NL - 29

13K 1.5K 130
                                    

Setelah dirasa mendingan, Rara sekarang sedang duduk di meja belajarnya. Karena tidak sekolah selama beberapa hari, mengharuskan Ia belajar di rumah, karena sebentar lagi Ia akan menghadapi ujian kenaikkan kelas.

Sebenarnya, kepala Rara masih sedikit pusing, tapi tidak Ia hiraukan, karena Ia tidak ingin jika nanti nilainya merosot.

Ceklek....

Mendengar suara pintu dibuka, sontak Rara menolehkan kepalanya, senyumnya langsung terpancar indah, saat melihat sang mamah yang sedang berdiri di ambang pintu.

"Mamah kan udah bilang, jangan dulu belajar, nanti tambah pusing sayang," ucap Nadin dengan kepala menggeleng.

Kakinya melangkah mendekati meja belajar Rara, setelah sampai, tangannya langsung mengusap lembut puncak kepala putri satu-satunya itu.

"Aku udah gak pusing kok. Lagian kan sebentar lagi ujian, jadi harus belajar," bela Rara.

Nadin hanya tersenyum simpul, putrinya itu memang rajin.

"Yasudah, sekarang ke bawah ya.
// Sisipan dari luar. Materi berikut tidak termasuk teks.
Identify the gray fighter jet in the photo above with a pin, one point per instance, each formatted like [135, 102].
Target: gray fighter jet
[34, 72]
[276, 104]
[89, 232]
Rey udah nunggu dari tadi."

Seketika kening Rara mengerut, seingatnya Rey tidak memberitahunya akan datang ke rumah, karena yang Ia tau, hari ini Rey ada pekerjaan ke luar kota.

Tapi, tanpa memikirkannya lagi, Rara segera bangkit, lalu melangkahkan kakinya dengan ringan, menuju lantai bawah. Sedangkan Nadin, Ia memilih membereskan terlebih dahulu, buku milik Rara yang terlihat berserakan di atas meja belajar.

Benar saja, saat sampai di puncak tangga, mata Rara langsung disuguhkan oleh pemandangan Rey yang masih memakai pakaian kantornya, tapi yang membuat Rara heran adalah, penampilannya yang terlihat sedikit acak-acakkan.

Kemaja yang sedikit kusut, jas yang tersampir asal di sofa, rambut yang acak-acakkan, dan tak lupa sudut bibirnya yang terlihat sedikit terluka.

Melihat itu, rasa khawatir langsung menggelung di dalam hati Rara, sorot matanya sangat memperlihatkan apa yang sedang dirasakan olehnya.

Tanpa membung waktu, Rara segera berlari menuruni anak tangga dengan tergesa, membuat Rey yang melihatnya, langsung ikut berlari menuju bawah tangga.

"Jangan lari!" sentak Rey tegas.

Tanpa Rey sadari, Ia sudah membentak Rara, padahal Ia hanya khawatir jika gadisnya jatuh dari tangga.

Mendengar suara Rey yang menyeramkan, sontak Rara langsung memelankan langkah kakinya. Entah kenapa Ia merasa takut, tapi Ia langsung enyahkan saat mengingat penampilan Rey sekarang.

"Kakak kenapa?" Tanya Rara.

Rara berdiri di hadapan Rey, tepat di tangga ke tiga, membuat tingginya setara dengan Rey, dan memudahkannya untuk melihat wajah Rey yang ternyata babak belur.

"Sshh...."

Ringisan keluar dari bibir Rey, saat tanpa sengaja Rara menekan luka yang ada di sudut bibirnya. Membuat Rara langsung menarik kembali tangannya dengan terkejut.

"M-maaf," sesal Rara.

Melihat tatapan menyesal Rara, Rey segera merengkuh tubuh mungil di hadapannya itu memeluk nya dengan erat, bahkan sampai membuat Rara kesusahan bernafas.

"Kak, sesak."

"Maaf."

Rey melepas pelukannya, tapi tangannya masih bertengger di bahu Rara, dengan sorot matanya yang terlihat sendu.

"Maaf," ulang Rey.

Alis Rara tertaut. Mimik wajah yang Rey tampilkan sekarang sangat berbeda dengan yang sering Ia tampilkan.